Lokführer-Streik: Neues Angebot

Geheimtreffen: Heute Wende im Bahnstreit?

Erste Annäherung in ARD-Talkshow von Anne Will. "Zehn bis 15 Prozent mehr wären akzeptabel . . ."

Hamburg. Nach tagelangen Streiks und mehrmonatigem Verhandlungsstillstand kommt endlich wieder Bewegung in den Tarifstreit bei der Deutschen Bahn. Bahnchef Hartmut Mehdorn und der Chef der Gewerkschaft Deutscher Lokomotivführer (GDL), Manfred Schell, treffen sich heute zu einem Spitzengespräch an einem geheimen Ort, um über einen Ausweg zu beraten. Schon gestern hatten beide auf Einladung von Bundesverkehrsminister Wolfgang Tiefensee (SPD) erste Gespräche geführt. Tiefensee äußerte sich danach optimistisch. Mehdorn habe zugesagt, "einen Schritt auf die Lokführer zuzugehen und ein neues Angebot vorzulegen".

Ob dieses den Forderungen der Gewerkschaft genügt, ist noch unklar. Schell hatte am Vortag in der ARD-Sendung "Anne Will" deutlich gemacht, dass der Lohnabschluss "zweistellig" ausfallen müsse: "Zehn bis 15 Prozent mehr Lohn wären akzeptabel." Gleichzeitig beharrt die Gewerkschaft auf einem eigenständigen Tarifvertrag. In der Sendung hatte Personalvorstand Margret Suckale Schell zu einem Treffen eingeladen, das er nach der Sendung zusagte.

Trotz einer Warnung vor zu hohen Erwartungen an das Spitzentreffen sagte Schell voraus: "Weihnachten werden wir nicht mehr im Streik erleben." Bei einer vernünftigen Offerte könnten schon morgen Tarifverhandlungen beginnen.

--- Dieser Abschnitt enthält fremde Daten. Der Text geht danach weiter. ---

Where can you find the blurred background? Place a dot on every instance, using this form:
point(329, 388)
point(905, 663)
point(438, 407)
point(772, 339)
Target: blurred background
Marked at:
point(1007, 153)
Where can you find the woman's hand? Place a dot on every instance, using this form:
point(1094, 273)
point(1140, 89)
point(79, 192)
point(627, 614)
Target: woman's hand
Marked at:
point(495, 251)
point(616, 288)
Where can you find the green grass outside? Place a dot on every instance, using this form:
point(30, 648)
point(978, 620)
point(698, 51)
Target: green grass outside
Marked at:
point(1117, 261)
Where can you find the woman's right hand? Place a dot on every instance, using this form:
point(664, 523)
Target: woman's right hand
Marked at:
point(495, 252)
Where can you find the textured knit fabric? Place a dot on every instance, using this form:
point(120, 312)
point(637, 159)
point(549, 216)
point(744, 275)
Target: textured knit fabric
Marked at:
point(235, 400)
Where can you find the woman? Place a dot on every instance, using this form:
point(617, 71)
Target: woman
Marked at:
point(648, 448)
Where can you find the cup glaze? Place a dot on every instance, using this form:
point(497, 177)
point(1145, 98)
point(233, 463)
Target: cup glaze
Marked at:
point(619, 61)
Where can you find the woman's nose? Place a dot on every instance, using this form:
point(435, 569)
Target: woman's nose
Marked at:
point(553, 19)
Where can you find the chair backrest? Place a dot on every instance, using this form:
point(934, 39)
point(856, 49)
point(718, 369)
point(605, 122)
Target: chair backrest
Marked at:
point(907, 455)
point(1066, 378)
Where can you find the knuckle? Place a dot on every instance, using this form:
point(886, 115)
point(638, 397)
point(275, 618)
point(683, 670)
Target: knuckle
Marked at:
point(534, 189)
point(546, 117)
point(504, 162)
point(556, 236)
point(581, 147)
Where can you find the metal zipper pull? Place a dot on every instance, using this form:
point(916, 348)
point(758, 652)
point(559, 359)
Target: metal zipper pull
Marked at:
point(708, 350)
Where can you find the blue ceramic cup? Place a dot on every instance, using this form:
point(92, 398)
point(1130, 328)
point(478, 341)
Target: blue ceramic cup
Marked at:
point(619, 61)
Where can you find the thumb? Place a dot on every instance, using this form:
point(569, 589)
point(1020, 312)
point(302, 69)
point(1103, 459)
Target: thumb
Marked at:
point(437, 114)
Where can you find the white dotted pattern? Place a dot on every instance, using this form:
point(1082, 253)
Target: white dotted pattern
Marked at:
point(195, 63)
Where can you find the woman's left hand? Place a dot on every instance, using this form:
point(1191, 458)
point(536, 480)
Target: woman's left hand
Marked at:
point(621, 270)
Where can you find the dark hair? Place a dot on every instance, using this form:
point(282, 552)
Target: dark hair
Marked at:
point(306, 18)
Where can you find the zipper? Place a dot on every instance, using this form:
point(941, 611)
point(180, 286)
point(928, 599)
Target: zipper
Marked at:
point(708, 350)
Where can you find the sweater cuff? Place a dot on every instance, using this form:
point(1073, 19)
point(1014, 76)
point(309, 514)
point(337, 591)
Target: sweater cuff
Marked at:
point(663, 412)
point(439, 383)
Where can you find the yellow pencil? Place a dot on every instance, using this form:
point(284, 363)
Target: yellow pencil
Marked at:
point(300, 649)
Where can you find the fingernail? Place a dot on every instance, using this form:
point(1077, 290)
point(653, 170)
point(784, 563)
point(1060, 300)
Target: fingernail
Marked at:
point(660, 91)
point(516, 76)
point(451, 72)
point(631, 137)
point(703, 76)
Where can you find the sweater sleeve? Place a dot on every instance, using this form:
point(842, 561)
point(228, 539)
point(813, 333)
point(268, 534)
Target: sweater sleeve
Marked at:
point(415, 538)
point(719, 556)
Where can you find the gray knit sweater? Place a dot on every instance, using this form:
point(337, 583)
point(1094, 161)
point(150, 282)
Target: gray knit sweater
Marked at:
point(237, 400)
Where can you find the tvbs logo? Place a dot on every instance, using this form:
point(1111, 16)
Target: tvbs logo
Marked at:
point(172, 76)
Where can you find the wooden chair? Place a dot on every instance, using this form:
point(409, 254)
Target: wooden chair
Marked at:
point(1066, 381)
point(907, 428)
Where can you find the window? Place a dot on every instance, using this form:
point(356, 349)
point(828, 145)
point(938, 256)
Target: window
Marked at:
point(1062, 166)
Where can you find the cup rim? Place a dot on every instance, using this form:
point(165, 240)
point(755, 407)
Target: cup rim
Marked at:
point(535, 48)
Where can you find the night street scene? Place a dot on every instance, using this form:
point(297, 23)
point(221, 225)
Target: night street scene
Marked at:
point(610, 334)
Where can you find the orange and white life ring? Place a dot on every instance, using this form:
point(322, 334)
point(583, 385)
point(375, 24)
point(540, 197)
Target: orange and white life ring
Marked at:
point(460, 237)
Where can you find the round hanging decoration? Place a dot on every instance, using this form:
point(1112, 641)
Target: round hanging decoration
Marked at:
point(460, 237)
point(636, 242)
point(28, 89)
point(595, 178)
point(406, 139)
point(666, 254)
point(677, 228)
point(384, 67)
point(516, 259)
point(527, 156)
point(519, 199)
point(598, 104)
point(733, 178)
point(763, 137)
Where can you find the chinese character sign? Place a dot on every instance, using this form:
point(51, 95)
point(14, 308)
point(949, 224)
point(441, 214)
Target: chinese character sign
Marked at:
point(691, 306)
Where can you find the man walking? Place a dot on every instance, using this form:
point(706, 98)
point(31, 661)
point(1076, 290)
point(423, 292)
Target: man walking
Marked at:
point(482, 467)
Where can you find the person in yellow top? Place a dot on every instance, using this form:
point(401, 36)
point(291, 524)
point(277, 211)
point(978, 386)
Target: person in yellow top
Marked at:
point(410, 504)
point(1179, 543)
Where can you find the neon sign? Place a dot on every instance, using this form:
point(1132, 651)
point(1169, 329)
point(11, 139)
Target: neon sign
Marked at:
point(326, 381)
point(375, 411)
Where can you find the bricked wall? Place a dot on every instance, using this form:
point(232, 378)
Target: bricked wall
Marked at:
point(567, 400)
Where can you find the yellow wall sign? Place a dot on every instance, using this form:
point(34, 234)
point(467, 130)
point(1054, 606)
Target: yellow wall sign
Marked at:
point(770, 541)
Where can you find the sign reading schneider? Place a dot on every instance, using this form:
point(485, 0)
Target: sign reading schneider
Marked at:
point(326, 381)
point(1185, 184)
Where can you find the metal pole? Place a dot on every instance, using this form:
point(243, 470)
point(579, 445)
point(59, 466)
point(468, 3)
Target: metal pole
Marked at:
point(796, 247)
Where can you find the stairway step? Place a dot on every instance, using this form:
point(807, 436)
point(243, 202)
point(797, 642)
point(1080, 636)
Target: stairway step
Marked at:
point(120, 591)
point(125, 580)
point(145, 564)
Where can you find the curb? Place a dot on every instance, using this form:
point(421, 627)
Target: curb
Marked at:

Weitere Streiks sind damit zumindest für heute vom Tisch. Sollten die Gespräche ins Leere laufen, könnte die GDL jedoch schnell über weitere Streiks entscheiden, sagte GDL-Sprecherin Gerda Seibert dem Abendblatt. Bahn-Aufsichtsrat Georg Brunnhuber zeigte sich optimistisch: "In den nächsten acht Tagen liegt eine Lösung auf dem Tisch."

Allerdings könnten dann neue Probleme auftauchen. Sollte die GDL mehr als 4,5 Prozent durchsetzen, verlangte der Chef der Gewerkschaft Transnet, Norbert Hansen, einen Lohnnachschlag: "Je mehr durchgesetzt wird, umso höher wird auch unsere Forderung für die übrigen Beschäftigten sein."